In his thought-provoking HBR post, “Turn Your Career into a Work of Art“, Gianpiero Petriglieri sets the tone for real progress in how we all look at a radical re-thinking of what we would call “career”:
Whose life am I living? I’m sure you ask yourself that kind of question from time to time. What am I really good at? What is the purpose of my work? These are not new questions. Sooner or later, we all seek answers to them… Not only when we are struggling, but, paradoxically, when we are succeeding.
The challenge, then, is to find an “identity workspace“, where what you do “resonates with an audience”.
Audience is people. Again, what we do is important, that’s clear. More important, though, is for and with whom we do what we do, whose needs we address through what we do. This opens up an entirely new element, which we’ve kept unconscious for so long.
People, not what we do, will make us happy.
Finding people we like, finding our “audience”, people who inspire. Nurturing relationships which give us pleasure, stimulate our thinking…

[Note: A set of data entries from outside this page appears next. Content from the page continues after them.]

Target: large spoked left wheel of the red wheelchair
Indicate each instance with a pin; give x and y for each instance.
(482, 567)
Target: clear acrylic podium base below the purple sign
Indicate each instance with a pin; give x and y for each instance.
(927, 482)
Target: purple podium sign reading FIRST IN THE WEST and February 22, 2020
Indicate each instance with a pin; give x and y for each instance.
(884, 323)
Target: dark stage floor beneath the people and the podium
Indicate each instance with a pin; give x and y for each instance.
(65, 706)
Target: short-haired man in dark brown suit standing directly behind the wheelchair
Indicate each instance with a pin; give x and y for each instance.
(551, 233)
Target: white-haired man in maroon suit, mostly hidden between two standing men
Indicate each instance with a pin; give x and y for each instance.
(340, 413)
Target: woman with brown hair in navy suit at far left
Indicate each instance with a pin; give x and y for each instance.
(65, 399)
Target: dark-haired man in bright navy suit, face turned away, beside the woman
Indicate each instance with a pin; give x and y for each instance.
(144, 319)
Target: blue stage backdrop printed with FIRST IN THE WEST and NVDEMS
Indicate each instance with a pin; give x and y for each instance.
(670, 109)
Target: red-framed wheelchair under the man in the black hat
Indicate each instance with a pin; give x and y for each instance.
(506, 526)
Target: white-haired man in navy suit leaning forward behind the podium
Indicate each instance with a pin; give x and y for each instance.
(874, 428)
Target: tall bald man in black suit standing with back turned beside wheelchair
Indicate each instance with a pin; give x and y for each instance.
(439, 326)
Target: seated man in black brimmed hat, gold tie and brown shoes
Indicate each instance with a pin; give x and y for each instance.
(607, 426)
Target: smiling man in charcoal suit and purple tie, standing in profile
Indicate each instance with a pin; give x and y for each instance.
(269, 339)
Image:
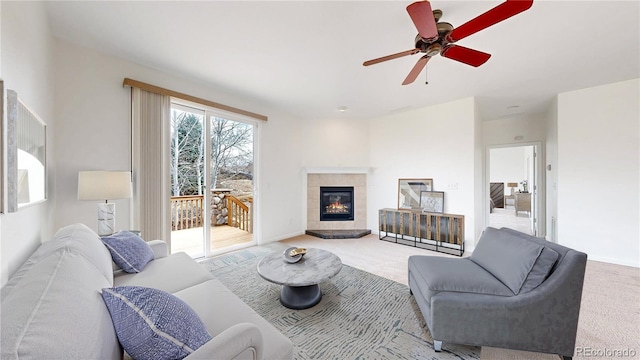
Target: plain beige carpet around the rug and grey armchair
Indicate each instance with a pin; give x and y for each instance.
(609, 314)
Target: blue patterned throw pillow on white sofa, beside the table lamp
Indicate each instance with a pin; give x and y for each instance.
(128, 251)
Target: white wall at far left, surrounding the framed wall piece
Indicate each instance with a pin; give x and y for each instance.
(27, 54)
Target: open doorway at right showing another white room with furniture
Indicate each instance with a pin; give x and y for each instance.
(513, 188)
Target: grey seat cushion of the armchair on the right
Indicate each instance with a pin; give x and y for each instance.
(433, 274)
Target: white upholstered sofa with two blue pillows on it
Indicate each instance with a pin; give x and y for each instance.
(52, 306)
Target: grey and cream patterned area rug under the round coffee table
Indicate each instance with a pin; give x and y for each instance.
(360, 316)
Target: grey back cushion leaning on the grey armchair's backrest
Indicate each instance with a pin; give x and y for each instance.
(509, 258)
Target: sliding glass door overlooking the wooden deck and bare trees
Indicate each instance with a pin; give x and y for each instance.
(212, 180)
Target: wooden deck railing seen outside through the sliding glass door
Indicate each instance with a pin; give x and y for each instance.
(188, 212)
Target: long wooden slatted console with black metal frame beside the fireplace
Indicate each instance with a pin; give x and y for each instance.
(431, 231)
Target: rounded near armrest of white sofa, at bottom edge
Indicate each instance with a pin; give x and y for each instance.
(229, 344)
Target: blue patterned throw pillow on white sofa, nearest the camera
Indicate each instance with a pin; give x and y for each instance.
(153, 324)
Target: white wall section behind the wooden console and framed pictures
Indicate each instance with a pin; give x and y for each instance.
(420, 144)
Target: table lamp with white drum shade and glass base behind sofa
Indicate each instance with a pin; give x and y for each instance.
(104, 185)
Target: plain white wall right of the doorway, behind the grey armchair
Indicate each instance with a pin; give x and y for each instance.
(599, 173)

All of this requires the ability to connect, and to do so in a wise manner, through careful selection. Selection is choice. Choosing who we like requires thinking, open thinking.
When I face people who come to discuss similar matters with me, I often ask a simple question: “How many people have you known, in your life?”. Answers to that vary from “A few dozen” to the bravest, who dare say “Maybe a thousand?”
Reality, though, is a lot more. Most of us highly underestimate the value of relationship and connection.
Someone living their life in professional services, since their mid thirties, is more likely to have known, in the broadest sense of the meaning, between four and in some cases as many as ten thousand people (think about all the people you’ve known during your school life, then the university, then your colleagues at work…).
We live a life of overexposure to connecting, not the opposite.
Hence, an important next steps towards a world of connecting wisely is that of sharpening the focus: “How many, of those thousand people, are those I like, those who can inspire me, those I find satisfaction in connecting with?”
Let’s write those few names (10 to 20) down, in a moment of rest.
That much smaller and more precious list is a starting point for connecting wisely, a good base for building our audience, these are people I want to connect with regularly, people whose advice I want and need to seek regularly.
I want these people to know they are on my list.